Cette fois, ce ne sont pas les riverains, mais l’autorité communale, que le Tribunal cantonal désavoue. Les 240 personnes qui ne voulaient pas du mât de 25 mètres projeté par Swisscom à Gland avaient en effet retiré leurs oppositions, la Municipalité ayant décidé de refuser le permis de construire. Une décision que le Tribunal cantonal vient d’annuler à la suite d’un recours de l’opérateur.

Dans leur arrêt, les juges balaient tous les arguments avancés par les édiles locaux, quand bien même ceux-ci étaient ancrés dans leur règlement sur le plan d’extension et la police des constructions à première vue imparable. Ce texte communal, approuvé par le Conseil d’Etat, a force de loi. Il traite notamment de l’intégration des constructions dans le paysage. Or cela n’a pas suffi.

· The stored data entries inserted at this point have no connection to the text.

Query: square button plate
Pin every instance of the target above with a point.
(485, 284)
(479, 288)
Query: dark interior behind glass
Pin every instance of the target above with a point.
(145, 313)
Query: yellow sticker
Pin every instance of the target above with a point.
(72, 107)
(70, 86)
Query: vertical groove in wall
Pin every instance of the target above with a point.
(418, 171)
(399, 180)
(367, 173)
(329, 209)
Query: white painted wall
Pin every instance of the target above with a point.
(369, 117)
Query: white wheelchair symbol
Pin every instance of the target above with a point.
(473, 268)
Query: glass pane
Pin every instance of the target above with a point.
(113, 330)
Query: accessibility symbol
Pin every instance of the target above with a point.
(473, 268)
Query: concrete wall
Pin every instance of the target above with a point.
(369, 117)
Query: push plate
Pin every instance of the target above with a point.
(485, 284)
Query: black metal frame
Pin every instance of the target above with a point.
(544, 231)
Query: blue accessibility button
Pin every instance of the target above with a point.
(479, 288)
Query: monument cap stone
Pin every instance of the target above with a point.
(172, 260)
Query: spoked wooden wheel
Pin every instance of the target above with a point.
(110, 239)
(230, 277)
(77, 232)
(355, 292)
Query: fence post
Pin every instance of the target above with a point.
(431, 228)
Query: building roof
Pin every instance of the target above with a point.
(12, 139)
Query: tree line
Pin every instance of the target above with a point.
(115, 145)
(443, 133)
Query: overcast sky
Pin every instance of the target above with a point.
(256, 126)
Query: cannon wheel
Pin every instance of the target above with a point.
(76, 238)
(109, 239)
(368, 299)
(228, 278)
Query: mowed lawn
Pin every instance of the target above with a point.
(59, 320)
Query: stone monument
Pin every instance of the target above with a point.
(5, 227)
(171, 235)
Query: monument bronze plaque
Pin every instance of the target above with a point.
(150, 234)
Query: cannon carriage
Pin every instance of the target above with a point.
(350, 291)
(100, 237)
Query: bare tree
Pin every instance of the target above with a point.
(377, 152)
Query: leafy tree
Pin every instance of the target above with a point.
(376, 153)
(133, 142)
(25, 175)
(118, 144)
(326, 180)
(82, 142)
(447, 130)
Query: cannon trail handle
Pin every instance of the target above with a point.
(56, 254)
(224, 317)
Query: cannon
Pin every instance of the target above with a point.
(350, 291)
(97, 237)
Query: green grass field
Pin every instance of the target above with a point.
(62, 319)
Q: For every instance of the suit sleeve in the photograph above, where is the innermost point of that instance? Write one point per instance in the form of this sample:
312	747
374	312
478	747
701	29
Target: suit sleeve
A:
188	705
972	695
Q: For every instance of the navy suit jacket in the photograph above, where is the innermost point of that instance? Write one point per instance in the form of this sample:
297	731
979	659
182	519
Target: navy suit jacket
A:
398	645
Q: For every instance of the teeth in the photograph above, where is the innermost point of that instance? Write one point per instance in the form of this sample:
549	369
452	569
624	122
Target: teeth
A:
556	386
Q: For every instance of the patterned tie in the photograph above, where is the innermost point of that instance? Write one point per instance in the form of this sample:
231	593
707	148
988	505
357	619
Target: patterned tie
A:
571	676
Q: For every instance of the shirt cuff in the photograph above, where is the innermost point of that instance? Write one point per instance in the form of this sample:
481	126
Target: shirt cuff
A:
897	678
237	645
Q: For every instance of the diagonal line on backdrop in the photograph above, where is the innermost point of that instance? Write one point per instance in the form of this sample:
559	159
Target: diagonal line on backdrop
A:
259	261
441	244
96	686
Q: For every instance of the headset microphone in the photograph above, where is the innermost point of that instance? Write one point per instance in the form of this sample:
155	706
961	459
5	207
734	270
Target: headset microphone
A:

Ce règlement communal stipule, en substance, que les constructions doivent présenter « le meilleur aspect architectural et la meilleure intégration au site ou au quartier, quelle que soit leur destination ». Pas besoin de faire un dessin pour comprendre qu’un mât haut comme un immeuble de huit étages et muni de deux plates-formes comportant des équipements fait assez tache dans le paysage. Ainsi se présente en effet cette antenne implantée sur une propriété privée, en zone artisanale, proche de la gare CFF. Cette installation imposante est désignée à améliorer la couverture de téléphonie dans le centre et l’est de la commune de Gland, ainsi qu’à répondre à la demande accrue des voyageurs sur la ligne Lausanne-Genève. La question d’un regroupement avec des antennes de même genre situées à quelques centaines de mètres a été écartée. D’abord parce que cela provoquerait localement un dépassement des rayons admissibles; ensuite parce que « le Canton n’impose un regroupement que si la distance entre deux antennes est inférieure à 100 mètres ».

Quant à l’esthétique, laquelle relève souvent des goûts et des couleurs, le Tribunal cantonal se réfère à plusieurs exemples dans la jurisprudence fédérale pour en déduire que ce mât, en zone artisanale, ne gâchera pas un panorama de toute première valeur. Et de conclure : « L’autorité municipale a appliqué de manière arbitraire la clause esthétique régie par le droit cantonal et communal. »

Le règlement communal en question mentionne par ailleurs que « la Municipalité est compétente pour limiter la prolifération des antennes, elle peut en fixer le nombre et l’emplacement ». Le tribunal ne se prononce pas sur la question de savoir ce qu’englobe cette compétence. Swisscom estime qu’elle concerne les antennes de télévision et ne comprend pas celles de la téléphonie mobile. Les juges pensent qu’une telle prescription n’est pas une base légale suffisante pour contrebalancer les motifs invoqués ci-dessus. Et surtout, « une interdiction étendue des antennes de télécommunication dans le territoire urbanisé serait incompatible avec la loi sur les télécommunications de la Confédération ». G-M.B.